Results on UDF compilation discussed in the “Server-side Logic Execution” lecture of CMU 15-721 were interesting.
-
The first result in this area was: K. Ramachandra, et al., Froid: Optimization of Imperative Programs in a Relational Database (VLDB, 2017) https://arxiv.org/abs/1712.00498
- A subset of UDF can be compiled to SQL. Then standard query optimization routines apply.
- Decorrelation of user defined function invocations in queries (2014, link) is what the Froid paper is based on.
-
C. Duta, et al., Compiling PL/SQL Away (CIDR, 2020, https://arxiv.org/abs/1909.03291)
- Instead of compiling UDFs to SQL, target “common table expressions”.
- Supports more UDF constructs (loops!).
- Also, the code is set up as a middleware between the application and the database. UDFs are converted to SQL before they reach the database.
- “More PL-ey”.
-
Umbra’s optimizer is better at “de-correlating” than Froid. (source: lecture & links later in this post)

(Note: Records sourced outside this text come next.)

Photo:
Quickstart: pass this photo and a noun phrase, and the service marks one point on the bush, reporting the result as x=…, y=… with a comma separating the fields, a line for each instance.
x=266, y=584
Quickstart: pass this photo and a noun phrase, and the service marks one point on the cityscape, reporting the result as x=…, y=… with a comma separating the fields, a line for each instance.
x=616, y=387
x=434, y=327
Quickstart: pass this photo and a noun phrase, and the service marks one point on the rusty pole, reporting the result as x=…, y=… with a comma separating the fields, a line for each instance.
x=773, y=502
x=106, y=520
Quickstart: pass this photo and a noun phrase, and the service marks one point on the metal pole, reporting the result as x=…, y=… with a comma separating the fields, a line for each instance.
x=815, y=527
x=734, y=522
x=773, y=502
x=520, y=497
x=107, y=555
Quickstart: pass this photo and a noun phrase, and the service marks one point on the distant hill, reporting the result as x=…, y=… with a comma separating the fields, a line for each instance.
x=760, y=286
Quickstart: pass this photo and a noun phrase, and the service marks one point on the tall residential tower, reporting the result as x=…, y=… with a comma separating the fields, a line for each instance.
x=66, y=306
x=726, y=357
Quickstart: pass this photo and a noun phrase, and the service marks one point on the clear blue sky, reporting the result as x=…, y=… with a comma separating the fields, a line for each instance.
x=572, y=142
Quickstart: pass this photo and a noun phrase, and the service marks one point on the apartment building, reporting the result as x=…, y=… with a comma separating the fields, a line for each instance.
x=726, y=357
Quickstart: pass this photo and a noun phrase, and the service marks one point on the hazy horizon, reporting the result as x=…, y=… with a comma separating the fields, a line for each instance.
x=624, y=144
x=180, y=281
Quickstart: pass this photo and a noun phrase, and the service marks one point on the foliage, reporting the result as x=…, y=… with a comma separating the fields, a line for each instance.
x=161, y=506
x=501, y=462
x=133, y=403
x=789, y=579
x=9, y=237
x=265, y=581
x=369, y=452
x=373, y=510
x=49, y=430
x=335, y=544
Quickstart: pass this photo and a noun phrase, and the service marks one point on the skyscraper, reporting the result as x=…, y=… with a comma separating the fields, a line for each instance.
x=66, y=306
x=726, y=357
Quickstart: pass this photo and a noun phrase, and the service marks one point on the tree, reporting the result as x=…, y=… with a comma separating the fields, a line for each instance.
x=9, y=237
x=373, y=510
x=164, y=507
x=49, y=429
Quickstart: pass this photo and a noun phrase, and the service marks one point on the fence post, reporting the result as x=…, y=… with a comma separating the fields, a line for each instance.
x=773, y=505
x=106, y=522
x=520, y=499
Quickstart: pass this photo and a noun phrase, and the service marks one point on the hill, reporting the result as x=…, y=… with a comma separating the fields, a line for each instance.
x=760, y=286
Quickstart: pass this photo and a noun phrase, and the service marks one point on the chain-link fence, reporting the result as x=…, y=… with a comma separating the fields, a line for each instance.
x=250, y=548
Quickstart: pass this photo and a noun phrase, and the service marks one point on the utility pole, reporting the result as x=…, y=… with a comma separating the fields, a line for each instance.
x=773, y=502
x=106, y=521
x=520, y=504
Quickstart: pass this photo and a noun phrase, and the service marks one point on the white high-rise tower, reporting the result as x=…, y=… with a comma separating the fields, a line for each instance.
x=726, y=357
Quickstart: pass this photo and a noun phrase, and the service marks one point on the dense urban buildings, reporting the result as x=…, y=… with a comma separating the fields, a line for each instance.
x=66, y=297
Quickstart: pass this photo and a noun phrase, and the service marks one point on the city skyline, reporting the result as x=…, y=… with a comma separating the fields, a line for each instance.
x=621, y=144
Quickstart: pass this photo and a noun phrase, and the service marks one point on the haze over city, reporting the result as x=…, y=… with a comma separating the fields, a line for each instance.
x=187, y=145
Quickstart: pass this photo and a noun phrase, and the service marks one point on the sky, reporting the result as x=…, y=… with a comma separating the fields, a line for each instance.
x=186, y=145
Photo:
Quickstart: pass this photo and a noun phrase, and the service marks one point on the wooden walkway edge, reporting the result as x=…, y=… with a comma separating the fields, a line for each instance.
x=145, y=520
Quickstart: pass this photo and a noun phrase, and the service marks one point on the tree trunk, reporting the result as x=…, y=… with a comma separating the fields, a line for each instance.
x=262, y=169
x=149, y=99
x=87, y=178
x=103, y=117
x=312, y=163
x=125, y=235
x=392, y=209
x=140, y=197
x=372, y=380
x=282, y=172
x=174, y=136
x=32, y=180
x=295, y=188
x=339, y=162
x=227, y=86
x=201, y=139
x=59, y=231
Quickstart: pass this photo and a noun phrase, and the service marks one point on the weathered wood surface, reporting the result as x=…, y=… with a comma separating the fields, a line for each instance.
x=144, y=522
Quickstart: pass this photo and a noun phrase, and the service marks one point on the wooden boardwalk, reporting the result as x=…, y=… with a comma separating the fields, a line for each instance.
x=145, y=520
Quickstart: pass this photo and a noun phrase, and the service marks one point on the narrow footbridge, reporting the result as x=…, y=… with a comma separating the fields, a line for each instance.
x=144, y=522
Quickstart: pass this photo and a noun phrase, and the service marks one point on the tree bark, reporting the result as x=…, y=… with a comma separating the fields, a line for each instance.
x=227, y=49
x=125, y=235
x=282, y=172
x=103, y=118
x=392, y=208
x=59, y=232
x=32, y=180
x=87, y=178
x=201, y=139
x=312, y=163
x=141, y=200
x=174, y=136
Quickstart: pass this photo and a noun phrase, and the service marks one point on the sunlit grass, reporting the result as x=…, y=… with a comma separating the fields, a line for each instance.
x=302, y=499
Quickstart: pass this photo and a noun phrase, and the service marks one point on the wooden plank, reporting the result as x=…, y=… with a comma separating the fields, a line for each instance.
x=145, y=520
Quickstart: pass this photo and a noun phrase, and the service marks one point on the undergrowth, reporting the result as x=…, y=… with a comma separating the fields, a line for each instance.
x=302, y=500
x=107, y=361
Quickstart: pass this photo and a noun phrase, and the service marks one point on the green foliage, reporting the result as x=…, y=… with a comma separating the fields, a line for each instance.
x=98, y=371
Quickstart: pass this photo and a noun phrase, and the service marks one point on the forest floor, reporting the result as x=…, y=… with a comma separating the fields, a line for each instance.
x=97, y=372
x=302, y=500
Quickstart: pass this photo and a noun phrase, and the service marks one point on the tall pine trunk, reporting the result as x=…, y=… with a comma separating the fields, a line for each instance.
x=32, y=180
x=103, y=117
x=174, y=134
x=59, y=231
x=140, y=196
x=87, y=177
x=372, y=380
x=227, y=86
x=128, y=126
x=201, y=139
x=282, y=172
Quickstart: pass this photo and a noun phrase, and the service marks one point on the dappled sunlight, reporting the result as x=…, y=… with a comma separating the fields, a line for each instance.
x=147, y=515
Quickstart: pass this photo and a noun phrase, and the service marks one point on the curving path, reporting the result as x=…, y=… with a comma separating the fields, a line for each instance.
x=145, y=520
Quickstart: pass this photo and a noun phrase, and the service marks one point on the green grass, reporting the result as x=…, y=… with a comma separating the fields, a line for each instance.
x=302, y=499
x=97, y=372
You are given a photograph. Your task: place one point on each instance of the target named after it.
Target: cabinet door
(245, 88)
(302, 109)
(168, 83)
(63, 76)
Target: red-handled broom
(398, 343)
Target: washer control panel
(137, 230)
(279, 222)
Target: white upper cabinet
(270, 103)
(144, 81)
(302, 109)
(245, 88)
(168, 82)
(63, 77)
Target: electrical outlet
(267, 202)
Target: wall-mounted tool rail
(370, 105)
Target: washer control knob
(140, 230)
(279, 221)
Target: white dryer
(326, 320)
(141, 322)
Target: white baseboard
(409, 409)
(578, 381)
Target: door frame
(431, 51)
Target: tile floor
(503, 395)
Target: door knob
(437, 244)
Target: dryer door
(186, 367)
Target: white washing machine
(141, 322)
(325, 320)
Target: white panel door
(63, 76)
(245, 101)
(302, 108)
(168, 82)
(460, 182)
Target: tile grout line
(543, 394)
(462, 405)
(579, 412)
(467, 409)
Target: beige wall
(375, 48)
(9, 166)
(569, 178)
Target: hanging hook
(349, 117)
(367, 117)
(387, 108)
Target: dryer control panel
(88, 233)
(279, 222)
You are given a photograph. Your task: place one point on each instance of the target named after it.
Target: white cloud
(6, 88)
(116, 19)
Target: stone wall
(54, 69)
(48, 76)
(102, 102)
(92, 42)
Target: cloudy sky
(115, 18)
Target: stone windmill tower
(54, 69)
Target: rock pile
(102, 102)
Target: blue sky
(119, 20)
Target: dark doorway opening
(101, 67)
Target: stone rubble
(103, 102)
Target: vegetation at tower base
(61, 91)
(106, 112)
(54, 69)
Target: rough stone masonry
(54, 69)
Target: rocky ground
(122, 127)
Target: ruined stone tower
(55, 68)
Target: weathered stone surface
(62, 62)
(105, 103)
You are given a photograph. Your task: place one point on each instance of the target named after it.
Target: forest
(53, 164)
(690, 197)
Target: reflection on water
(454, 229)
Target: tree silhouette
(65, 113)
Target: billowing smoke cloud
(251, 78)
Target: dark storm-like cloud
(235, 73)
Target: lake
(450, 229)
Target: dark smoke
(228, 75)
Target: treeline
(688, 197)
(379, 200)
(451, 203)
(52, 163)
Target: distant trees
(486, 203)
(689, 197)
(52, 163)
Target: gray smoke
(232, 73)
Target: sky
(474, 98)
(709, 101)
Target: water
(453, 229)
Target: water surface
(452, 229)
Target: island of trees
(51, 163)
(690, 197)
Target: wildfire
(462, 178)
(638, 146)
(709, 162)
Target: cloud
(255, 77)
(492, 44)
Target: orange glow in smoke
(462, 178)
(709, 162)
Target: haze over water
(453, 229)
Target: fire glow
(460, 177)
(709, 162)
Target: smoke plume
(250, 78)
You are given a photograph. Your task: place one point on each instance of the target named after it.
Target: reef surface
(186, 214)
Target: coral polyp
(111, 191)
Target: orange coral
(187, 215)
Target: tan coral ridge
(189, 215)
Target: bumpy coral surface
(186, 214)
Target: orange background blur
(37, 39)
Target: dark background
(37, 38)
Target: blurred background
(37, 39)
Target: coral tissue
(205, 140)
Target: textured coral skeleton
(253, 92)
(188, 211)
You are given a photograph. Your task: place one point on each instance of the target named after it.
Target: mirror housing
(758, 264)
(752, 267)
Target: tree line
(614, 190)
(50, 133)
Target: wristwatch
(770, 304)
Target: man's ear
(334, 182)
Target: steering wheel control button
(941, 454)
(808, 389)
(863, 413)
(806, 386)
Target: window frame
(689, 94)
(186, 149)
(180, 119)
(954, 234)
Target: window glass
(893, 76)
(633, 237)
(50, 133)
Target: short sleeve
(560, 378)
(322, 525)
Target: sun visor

Looking up the lecturer, I found this paper on batching: Dear User-Defined Functions, Inlining isn’t working out so great for us. Let’s try batching to make our relationship work. Sincerely, SQL (CIDR 2024, slides)
- The gist of it seems to be that if the database system supports Neumann-style (the BTW 2015 paper above), then inlining is preferred. But there are cases where batching is better (e.g. certain query shapes against MS SQL).